Denise Penna Firme
para defirme
mostrar detalhes 10:33 (11 horas atrás)
Mobilização continua no Recreio. Caiu a liminar que garantia direitos na Restinga.
Como era de se esperar, a Prefeitura do Rio não mede esforços em manter a indeterminação jurídica e as medidas de exceção contra dezenas de famílias residentes ao longo do corredor Transoeste. Nesta quinta, na Vila Harmonia, prepostos da Subprefeitura da Barra, os mefíticos senhores Leandro, Alvir e Thiago, comandaram uma equipe de Guardas Municipais e peões da Secretaria Municipal de Obras em mais um ataque contra famílias desesperadas.
Na parte da manhã, partiram para cima de uma casa cujos responsáveis encontravam-se no trabalho, mas deixaram suas crianças sob os cuidados da matriarca, uma anciã de quase 90 anos. Os verdugos chegaram a dar ordens para a retroescavadeira da Odebrecht avançar contra os moradores que questionavam os métodos e os procedimentos dos ditos agentes públicos.
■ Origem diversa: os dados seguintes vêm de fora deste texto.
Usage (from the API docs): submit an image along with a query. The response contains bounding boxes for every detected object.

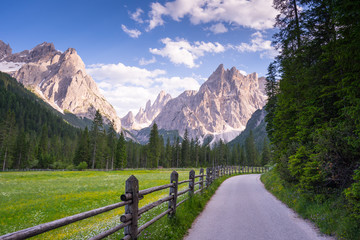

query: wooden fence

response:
[0,166,268,240]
Guarnições do 31º BPM e da 42ª DP acompanhavam ao longe e, mesmo reconhecendo a ilegalidade das ações, nada fizeram.
A comunidade foi salva pela chegada de um Oficial de Justiça que trazia a liminar conseguida junto ao Tribunal de Justiça do Rio pelos Defensores Públicos do Núcleo de Terras e Habitação. Entretanto, como a liminar era restrita a algumas famílias identificadas no pedido (feito na madrugada, na emergência dos fatos já ocorridos na Vila Recreio II na noite anterior), os beócios da Prefeitura tentaram destruir mais uma residência, igualmente com moradores em horário de trabalho e que não aceitaram as propostas ultrajantes da Secretaria Municipal de Habitação.
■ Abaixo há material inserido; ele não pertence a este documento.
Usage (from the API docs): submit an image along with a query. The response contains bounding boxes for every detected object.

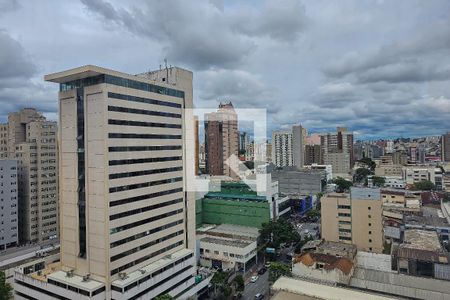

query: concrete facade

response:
[321,188,383,253]
[17,65,196,299]
[272,131,294,167]
[205,102,239,178]
[0,108,59,244]
[320,127,354,176]
[0,159,19,252]
[272,168,326,195]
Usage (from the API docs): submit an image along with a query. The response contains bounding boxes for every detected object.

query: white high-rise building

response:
[0,159,18,252]
[272,131,294,168]
[15,65,196,300]
[272,125,307,169]
[0,108,59,244]
[292,125,307,169]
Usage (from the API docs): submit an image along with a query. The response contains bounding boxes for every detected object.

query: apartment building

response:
[402,166,443,191]
[15,65,196,300]
[0,159,19,252]
[272,131,294,167]
[320,127,354,177]
[272,125,307,169]
[305,145,322,165]
[205,102,239,178]
[321,187,383,253]
[0,108,59,244]
[441,132,450,161]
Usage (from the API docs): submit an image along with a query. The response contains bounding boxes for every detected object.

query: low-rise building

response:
[196,178,291,227]
[292,240,356,285]
[402,166,443,191]
[321,187,383,253]
[272,167,326,195]
[197,224,259,272]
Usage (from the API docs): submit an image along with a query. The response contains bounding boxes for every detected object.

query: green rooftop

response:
[204,182,266,201]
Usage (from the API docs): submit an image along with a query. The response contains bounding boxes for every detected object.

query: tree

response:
[331,177,353,193]
[412,180,436,191]
[155,294,174,300]
[260,219,301,249]
[372,176,386,187]
[269,262,291,282]
[233,274,245,292]
[0,271,13,300]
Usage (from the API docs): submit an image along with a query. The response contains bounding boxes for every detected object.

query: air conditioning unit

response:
[66,270,73,277]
No final da tarde, sem conseguir grandes avanços em sua empreitada, novas ordens foram dadas aos marreteiros para atacar uma casa onde parte da família, residente no andar térreo, aceitou as condições impostas, mas as pessoas dos andares superiores rejeitaram tal humilhação. Desta feita, os marreteiros atacaram ferozmente colunas e paredes do andar térreo, o que pode ter colocado em risco toda a estrutura onde mora uma família de quase dez pessoas.
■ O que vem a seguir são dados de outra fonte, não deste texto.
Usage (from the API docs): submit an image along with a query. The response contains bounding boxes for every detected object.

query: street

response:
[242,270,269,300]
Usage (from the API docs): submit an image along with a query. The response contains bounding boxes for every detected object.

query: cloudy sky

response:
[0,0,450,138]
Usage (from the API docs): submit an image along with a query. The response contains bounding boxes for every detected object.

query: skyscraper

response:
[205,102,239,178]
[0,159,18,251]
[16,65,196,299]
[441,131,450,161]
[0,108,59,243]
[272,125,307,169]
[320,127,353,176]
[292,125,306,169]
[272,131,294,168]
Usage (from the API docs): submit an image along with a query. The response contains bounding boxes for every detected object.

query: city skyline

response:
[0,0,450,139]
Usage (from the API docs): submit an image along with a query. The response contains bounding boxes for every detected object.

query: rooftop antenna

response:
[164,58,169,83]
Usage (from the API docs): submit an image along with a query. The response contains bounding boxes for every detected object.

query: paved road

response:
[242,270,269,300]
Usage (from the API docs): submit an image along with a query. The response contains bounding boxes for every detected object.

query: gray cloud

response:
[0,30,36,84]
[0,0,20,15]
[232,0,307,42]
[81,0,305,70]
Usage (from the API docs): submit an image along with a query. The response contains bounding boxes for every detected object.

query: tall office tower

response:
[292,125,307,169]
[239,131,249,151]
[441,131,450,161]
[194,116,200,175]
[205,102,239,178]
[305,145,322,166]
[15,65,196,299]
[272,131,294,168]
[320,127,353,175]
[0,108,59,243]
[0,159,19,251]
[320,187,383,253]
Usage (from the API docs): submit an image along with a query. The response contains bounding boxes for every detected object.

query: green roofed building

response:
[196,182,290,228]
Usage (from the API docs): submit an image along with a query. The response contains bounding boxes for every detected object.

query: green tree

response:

Mas o mais grave ainda não veio à tona. Na comunidade Vila Harmonia funcionam duas Casas de Santo, os terreiros de Sérgio d’Ogun, o Ile Aset’ Ogun T’ Yemonja, e o Ile Asé T’ Òsún, da Ìyálórìsà Ivânia. Tratam-se de terrenos sagrados na tradição das respectivas linhas, com trabalhos feitos há décadas e que são muito respeitados por toda a comunidade, de dentro e de fora da religião. Infelizmente, ao receberem a visita das assistentes sociais da SMH, apesar de terem sido realizadas as pixações que marcam as casas condenadas para demolição, não foi feito qualquer cadastro ou avaliação das casas. Questionadas pelos respectivos sacerdotes do porquê, as ditas assistentes simplesmente informaram que “estabelecimentos comerciais” não eram passíveis de indenização por parte da Prefeitura. Esta é a forma como os agentes supostamente públicos tratam as religiões afro-brasileiras.
Eis a faceta mais perversa do preconceito: Não basta o preconceito de classe e a “constatação” de que os pobres não tem lugar nas valorizadas glebas do Recreio dos Bandeirantes. É preciso humilhar e rebaixar ao nada toda uma história de trabalho social e religioso dos sacerdotes e suas famílias, seus seguidores, suas crenças e sua fé num futuro próspero para nossa sociedade doentia.
Uma vez mais, a pergunta que não quer calar: por onde andará os estudo de impacto ambiental do corredor Transoeste que não foi capaz de identificar a demanda por habitações para as centenas de famílias assentadas ao longo da nova rodovia? O que dirá o técnico ambiental sobre um projeto que ignora a existência de autênticas manifestações de religiosidade ancestral de parte significativa da nossa população?
Uma sociedade movida cada vez mais por fluxos financeiros, investimentos transnacionais e pela ideologia do consumismo usa da marreta e da retroescavadeira privada para destruir histórias, tradições, culturas. Graves crimes contra a Vida, contra a liberdade de culto, contra o direito à Moradia Digna estão sendo executados dia após dia pelos representantes da Prefeitura da Cidade do Rio de Janeiro. Poucas são as instituições que se mobilizam pelo restabelecimento da legalidade e da paz entre as famílias atingidas por tal calamidade. Mas a luta continua e a mobilização de todos é fundamental.